We all have our preferences to safety gear. For reasons or another people don't always use safety gear. Hard hat, gloves, safety glasses, hearing protection, chaps, and real boots. I always wear caulks (cork boots.) Once slipped off a log without them and broke my leg. That one really hurt. At times I neglect to wear my safety glasses in the mornings, when their all fogged up. Got to be able to see first I feel.
Did you know the whistle is a required piece of safety equipement here. They can be heard for a long ways. And we often work hundreds of yards apart. Be only a fool working in the woods without a whistle.
The axe, and it's companion, the wedge, is also regarded as a piece of personal safety equipment here. But if you're using the axe for chopping it's generally regarded that you're doing something wrong.

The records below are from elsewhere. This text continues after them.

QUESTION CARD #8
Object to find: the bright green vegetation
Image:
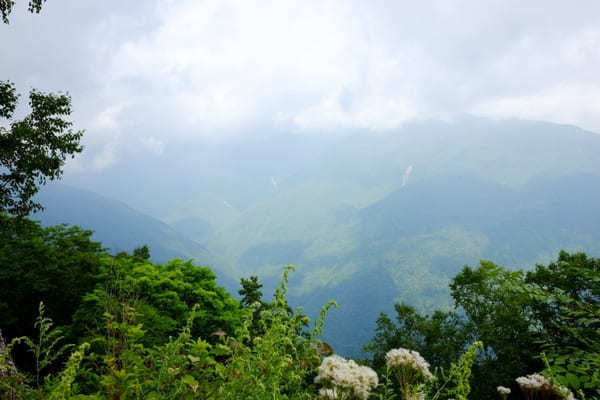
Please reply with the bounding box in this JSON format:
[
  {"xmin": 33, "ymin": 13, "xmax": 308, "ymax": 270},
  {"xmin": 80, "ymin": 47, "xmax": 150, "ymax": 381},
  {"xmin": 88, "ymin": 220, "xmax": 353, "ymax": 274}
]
[
  {"xmin": 0, "ymin": 216, "xmax": 600, "ymax": 400},
  {"xmin": 35, "ymin": 118, "xmax": 600, "ymax": 356}
]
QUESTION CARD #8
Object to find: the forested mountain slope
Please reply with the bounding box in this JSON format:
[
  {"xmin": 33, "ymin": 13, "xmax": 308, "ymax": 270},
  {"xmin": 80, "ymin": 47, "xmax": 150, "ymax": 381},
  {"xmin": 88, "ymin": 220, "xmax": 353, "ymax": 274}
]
[{"xmin": 56, "ymin": 117, "xmax": 600, "ymax": 353}]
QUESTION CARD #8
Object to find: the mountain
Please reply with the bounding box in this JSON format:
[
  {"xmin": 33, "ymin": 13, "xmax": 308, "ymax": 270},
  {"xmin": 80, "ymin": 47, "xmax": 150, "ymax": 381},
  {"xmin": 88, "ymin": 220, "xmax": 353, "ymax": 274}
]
[
  {"xmin": 33, "ymin": 184, "xmax": 208, "ymax": 263},
  {"xmin": 58, "ymin": 117, "xmax": 600, "ymax": 355}
]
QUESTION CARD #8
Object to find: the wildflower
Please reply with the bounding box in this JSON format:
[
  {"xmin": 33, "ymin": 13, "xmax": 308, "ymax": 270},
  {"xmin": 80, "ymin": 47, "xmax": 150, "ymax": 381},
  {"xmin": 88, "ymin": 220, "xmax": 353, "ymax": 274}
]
[
  {"xmin": 496, "ymin": 386, "xmax": 510, "ymax": 396},
  {"xmin": 315, "ymin": 355, "xmax": 379, "ymax": 400},
  {"xmin": 515, "ymin": 374, "xmax": 575, "ymax": 400},
  {"xmin": 385, "ymin": 348, "xmax": 433, "ymax": 380}
]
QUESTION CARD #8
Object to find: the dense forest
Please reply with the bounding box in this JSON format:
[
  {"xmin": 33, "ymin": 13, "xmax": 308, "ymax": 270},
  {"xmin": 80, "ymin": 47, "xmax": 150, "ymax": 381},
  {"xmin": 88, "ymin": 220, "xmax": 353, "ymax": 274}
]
[
  {"xmin": 0, "ymin": 0, "xmax": 600, "ymax": 400},
  {"xmin": 0, "ymin": 215, "xmax": 600, "ymax": 399}
]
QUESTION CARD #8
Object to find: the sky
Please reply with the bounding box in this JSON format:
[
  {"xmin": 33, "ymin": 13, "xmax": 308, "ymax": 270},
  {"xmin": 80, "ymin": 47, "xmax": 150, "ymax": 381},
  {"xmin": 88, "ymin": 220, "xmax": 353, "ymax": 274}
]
[{"xmin": 0, "ymin": 0, "xmax": 600, "ymax": 171}]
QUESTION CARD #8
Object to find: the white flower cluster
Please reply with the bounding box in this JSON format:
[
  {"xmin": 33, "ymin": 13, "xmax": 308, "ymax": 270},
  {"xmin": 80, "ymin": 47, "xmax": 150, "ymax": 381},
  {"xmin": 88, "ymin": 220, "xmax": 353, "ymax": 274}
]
[
  {"xmin": 496, "ymin": 386, "xmax": 510, "ymax": 395},
  {"xmin": 385, "ymin": 348, "xmax": 433, "ymax": 380},
  {"xmin": 315, "ymin": 355, "xmax": 379, "ymax": 400},
  {"xmin": 515, "ymin": 374, "xmax": 575, "ymax": 400}
]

For fire prevention the California Dept of Forestry requires each faller to pack an extinguisher with them. And in each persons personal truck a shovel and an axe.
Further more, today, in a fallers backpack you could expect to find a first aid kit, snake bite kit and bee sting anti-venom.
Dust masks and breathing protection too. Especially on those hot days when the leaf and bark dust is suspended in the air, and just wont settle. I've seen it gag people to the point of falling to the ground because they couldn't catch their breath. Most people don't know it, but the dust from the redwood bark has been cause to cronic lung afflictions to people who have worked in it for years. As the California arborist knows well when chipping sycamore and Tan Oak. The dust released from it can knock an entire crew of men out of action until it clears.
For what reasons a person had not to use their safety gear in the past the attitude today is clearly towards its use. I'm all for it.